第6話 敗戦の報




「では行ってくるでの」


「ああ、難しいかもしれないがなるべく早めに頼む」


「現皇帝のアルバートの小僧とは何度か会っておるからの。まあ大丈夫じゃろ。では行ってくる」


 そう言って竜王は籠に乗り込み、リキョウ将軍を先頭に4人の護衛が籠から伸びるロープを掴み、ダークエルフ街区の北門から森の奥地へ向け低空で飛び立った。


 やっぱ重そうだな。籠の中に酒を載せすぎだと思うんだよな。


 俺は、バランスをうまく取れないのか、フラつきながら飛んでいく竜人たちを見送りながらそんなことを考えていた。



 ルシオン率いる帝国軍との戦いの翌日。


 俺はかねてからの計画通り竜王に帝国との仲介を頼み、竜王は酒を対価にこれを快諾。そして今しがた魔国へと戻っていった。


 竜王にはまず帝国へこの街が王国の所有物ではないこと、ルシオンとシュバイン公爵の身柄と引き換えに停戦条約を結ぶ仲介をする旨を伝えてもらう。


 停戦交渉の場さえ整えることができれば、そこで俺はフジワラの街を独立勢力として帝国に認めさせるつもりだ。


 そのためにまず先に捕虜となっている親衛隊の一人を帝国に向かわるようシュバイン公爵に伝え、今朝早くに出発させた。親衛隊からは皇帝に今回の戦いの顛末と、ルシオンが捕虜になっている事。そして俺が停戦交渉をする意思があることを皇帝に伝えてもらう。その後に竜王からも皇帝へ仲介の話が行く予定だ。
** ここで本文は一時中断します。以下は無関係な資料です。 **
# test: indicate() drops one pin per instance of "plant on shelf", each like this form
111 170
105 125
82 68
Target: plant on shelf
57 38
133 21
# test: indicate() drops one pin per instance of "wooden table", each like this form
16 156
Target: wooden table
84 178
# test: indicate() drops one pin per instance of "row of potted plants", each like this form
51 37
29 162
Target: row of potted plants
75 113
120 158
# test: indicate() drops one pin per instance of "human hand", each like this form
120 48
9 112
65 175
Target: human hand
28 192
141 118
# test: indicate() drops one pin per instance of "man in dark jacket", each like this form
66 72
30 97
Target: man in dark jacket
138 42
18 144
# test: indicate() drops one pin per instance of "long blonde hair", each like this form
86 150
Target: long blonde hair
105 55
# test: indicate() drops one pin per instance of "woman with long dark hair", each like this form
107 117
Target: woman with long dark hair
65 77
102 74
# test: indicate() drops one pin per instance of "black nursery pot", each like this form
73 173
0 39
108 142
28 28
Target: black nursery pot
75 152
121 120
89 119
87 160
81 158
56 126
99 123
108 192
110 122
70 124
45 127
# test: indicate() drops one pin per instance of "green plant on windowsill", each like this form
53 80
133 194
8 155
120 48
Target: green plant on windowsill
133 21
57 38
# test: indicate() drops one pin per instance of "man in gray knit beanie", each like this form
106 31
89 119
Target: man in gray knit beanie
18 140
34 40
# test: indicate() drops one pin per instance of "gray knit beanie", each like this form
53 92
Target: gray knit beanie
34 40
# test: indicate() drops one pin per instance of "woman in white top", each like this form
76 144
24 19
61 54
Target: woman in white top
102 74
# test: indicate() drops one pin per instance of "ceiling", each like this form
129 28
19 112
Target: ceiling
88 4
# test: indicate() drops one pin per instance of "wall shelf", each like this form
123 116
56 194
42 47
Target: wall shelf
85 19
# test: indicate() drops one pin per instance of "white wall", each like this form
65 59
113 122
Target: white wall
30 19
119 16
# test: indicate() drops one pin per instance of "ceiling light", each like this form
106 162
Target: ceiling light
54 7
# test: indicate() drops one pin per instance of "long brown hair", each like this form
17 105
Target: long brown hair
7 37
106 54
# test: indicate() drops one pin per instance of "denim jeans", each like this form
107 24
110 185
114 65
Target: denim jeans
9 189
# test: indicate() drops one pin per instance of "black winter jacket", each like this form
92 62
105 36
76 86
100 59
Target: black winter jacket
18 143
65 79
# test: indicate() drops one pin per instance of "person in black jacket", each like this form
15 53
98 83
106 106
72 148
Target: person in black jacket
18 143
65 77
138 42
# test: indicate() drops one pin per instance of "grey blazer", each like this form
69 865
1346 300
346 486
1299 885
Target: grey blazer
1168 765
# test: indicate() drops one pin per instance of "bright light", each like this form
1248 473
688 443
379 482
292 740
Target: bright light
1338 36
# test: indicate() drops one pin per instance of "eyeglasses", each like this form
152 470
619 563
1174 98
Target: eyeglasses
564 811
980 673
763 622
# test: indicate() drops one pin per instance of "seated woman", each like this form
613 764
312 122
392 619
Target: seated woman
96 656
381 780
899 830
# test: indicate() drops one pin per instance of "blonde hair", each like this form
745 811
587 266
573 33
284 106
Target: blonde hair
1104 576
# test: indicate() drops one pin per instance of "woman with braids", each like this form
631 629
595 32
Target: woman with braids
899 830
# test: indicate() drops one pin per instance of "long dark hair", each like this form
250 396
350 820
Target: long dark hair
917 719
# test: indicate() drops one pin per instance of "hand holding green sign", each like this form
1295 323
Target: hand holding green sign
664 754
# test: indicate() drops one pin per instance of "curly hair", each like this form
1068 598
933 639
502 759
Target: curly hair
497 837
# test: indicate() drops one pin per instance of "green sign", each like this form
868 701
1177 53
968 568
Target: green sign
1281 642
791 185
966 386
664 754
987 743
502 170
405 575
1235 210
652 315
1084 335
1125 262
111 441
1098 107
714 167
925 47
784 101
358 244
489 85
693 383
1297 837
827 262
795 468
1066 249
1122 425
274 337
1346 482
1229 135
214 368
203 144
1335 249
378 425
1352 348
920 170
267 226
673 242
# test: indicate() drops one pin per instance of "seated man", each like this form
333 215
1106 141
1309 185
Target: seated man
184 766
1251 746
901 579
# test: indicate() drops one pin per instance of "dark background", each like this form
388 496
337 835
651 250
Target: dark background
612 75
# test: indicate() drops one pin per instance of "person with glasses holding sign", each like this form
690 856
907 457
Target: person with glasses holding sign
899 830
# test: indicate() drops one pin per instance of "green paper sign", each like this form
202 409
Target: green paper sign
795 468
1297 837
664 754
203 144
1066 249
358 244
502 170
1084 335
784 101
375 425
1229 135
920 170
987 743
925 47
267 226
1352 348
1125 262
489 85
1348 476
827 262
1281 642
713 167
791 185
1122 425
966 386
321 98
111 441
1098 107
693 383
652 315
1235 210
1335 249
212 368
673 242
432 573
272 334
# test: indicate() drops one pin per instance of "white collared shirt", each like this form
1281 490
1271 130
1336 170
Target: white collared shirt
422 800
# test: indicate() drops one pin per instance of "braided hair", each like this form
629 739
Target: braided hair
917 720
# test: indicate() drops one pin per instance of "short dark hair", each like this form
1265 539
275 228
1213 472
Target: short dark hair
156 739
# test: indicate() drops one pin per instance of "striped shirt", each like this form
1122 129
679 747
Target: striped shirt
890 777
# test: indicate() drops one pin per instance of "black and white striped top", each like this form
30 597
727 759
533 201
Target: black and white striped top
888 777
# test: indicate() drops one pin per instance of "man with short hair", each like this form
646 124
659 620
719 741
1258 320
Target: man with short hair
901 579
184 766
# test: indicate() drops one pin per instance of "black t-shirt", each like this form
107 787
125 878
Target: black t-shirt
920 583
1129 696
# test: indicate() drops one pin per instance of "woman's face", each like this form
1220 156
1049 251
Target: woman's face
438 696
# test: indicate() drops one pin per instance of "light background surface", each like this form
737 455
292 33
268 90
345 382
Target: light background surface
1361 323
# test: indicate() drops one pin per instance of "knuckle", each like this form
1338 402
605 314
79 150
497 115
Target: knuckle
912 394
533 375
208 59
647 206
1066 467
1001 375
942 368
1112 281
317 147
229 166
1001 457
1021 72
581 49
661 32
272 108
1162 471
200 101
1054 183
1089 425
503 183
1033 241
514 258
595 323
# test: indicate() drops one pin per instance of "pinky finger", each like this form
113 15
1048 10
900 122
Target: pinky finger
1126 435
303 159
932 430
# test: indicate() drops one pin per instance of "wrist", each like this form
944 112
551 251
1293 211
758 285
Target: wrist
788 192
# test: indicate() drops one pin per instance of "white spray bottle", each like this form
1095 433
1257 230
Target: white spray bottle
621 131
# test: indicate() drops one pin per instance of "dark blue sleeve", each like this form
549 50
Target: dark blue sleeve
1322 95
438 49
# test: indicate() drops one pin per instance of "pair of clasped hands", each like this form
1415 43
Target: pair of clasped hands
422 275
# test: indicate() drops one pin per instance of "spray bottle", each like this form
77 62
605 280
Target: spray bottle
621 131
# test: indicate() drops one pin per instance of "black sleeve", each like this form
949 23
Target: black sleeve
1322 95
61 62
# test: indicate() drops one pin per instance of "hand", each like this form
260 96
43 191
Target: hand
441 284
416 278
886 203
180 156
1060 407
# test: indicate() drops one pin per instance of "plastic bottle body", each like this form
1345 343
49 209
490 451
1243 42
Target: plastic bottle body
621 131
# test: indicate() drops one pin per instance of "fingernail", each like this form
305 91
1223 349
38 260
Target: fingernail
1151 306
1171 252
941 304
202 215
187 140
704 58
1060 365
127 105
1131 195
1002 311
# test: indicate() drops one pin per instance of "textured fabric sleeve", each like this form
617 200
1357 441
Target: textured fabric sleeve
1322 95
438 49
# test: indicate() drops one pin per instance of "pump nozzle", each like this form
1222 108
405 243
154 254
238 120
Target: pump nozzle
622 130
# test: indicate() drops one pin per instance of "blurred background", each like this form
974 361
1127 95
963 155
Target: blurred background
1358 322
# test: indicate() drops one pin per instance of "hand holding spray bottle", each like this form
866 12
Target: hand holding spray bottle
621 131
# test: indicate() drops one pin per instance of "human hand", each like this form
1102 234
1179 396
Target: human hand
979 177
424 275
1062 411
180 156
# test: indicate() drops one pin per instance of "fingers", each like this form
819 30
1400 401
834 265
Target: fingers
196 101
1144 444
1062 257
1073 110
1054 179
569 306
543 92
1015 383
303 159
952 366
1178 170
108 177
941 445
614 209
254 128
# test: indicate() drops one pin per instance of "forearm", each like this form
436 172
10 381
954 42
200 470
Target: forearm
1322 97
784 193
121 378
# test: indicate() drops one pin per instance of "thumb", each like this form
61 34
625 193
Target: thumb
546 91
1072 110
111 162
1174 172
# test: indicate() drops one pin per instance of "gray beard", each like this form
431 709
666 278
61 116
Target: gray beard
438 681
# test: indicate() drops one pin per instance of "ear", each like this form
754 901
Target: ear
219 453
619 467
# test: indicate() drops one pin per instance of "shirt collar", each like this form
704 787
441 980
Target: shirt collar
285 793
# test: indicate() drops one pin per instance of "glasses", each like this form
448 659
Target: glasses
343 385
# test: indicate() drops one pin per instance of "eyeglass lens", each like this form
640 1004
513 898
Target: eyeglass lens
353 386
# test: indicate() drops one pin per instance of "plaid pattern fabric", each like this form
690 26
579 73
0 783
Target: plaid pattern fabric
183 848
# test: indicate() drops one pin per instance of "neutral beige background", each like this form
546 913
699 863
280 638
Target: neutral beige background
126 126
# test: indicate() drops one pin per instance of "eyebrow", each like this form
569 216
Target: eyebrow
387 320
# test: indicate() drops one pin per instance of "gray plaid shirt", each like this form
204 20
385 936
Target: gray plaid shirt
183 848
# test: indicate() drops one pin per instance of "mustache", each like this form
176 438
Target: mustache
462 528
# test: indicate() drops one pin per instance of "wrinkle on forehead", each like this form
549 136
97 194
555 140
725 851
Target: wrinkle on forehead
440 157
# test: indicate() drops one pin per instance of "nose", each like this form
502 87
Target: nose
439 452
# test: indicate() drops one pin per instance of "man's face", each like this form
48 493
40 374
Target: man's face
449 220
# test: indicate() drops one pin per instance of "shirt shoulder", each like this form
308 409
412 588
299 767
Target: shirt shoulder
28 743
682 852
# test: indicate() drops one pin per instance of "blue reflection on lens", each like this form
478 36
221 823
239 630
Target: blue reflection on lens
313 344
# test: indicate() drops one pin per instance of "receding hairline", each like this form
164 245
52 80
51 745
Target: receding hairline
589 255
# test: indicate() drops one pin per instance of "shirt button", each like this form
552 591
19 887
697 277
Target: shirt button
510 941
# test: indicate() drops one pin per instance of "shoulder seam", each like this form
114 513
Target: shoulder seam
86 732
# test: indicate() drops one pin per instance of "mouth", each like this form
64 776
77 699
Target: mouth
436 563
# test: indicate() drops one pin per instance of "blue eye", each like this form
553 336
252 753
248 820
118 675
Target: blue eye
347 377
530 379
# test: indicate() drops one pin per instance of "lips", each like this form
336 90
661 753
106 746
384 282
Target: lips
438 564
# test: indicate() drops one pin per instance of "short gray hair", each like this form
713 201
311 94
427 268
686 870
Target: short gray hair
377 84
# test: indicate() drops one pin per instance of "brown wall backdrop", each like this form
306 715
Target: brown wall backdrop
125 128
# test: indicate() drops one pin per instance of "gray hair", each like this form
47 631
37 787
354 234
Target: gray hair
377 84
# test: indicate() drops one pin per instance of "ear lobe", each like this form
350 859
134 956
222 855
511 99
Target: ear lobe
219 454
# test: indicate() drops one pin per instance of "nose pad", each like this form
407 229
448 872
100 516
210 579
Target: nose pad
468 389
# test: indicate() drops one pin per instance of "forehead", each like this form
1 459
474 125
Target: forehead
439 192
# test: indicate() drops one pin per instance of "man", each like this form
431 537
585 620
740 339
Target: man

 独立勢力であることを、サーシャとリーゼロットを通して王国は既に了承済みだ。魔国は竜王を通して、獣王国には獣王に以前話して承諾してもらっている。


 力が全てという帝国へ俺たちはその力を示した。そして魔国と王国と獣王国もこちら側に引き込んである。ここまですればいくら帝国でもこの街が独立勢力であることを認めないわけにはいかないだろう。


 ラギオス帝国皇帝は愚帝ではないと聞く。王国や魔国との戦争は過去に何度もあったようだが、深追いすることなく竜王や教会の仲裁には応じてきているようだ。ならば今回もこれ以上余計な血を流すことはせずに応じてくれるはずだ。こっちには後継者であるルシオンと高位の貴族の捕虜がいるしな。


 そう今後の事を考えていると、背後から聴き慣れた声が聞こえて来た。


「あっ! いたっ! リョウスケ! 私はもう我慢できないぞ! あの馬鹿皇子殺していいよな!?」


「おいおい、いきなり物騒だな。何があった?」


 俺は怒り心頭といった感じで駆け寄ってくるクロースの言葉に、驚きながらそう問い返した。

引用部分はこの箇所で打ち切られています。